If you want to try dermaplaning yourself, you might want to stick with a dermatologist or licensed aesthetician. While you can dermaplane at home—or just shave your face with a regular ol’ razor—you could potentially introduce bacteria into tiny, invisible cuts. Or you can accept that sometimes women have fuzzy faces.

No Thanks: Sculpting Hairlines with Science

Before she was the plucky redheaded superstar we all know, Rita Hayworth was Margarita Cansino. Her family was from Spain, and she’d learned to dance from her father. She also inherited a low, U-shaped hairline that led her to being typecast in “exotic” roles in Hollywood. Producers decided to give her a totally new look by using electrolysis to shift her hairline more than an inch north.

It wasn’t easy—or fast. Marie Claire reports that “Hayworth underwent a year’s worth of electrolysis, which consisted of using a thin metal probe to ‘shock’ the follicle and permanently remove the hair.” This process was said to be extremely painful.
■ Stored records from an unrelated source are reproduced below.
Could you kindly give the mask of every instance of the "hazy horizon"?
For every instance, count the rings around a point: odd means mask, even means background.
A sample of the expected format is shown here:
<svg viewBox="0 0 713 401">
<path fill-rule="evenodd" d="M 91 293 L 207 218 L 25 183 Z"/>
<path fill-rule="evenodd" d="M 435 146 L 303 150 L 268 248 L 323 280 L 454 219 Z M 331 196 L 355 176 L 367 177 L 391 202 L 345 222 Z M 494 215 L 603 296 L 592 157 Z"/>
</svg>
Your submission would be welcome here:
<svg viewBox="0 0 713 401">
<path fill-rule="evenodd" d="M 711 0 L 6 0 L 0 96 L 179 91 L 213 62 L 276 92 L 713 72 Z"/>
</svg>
The studio also dyed her dark locks bright red and was rebranded as Rita Hayworth. She later swore by hot oil treatments to preserve both the color and texture of her hair.

Marilyn Monroe also underwent hairline electrolysis, albeit less dramatically. The natural brunette had a pronounced widow’s peak and a lower hairline that made her face look heart-shaped and sweet. During her transformation into a blonde bombshell, electrolysis treatments raised her hairline and created a broader forehead while still preserving a hint of that widow’s peak.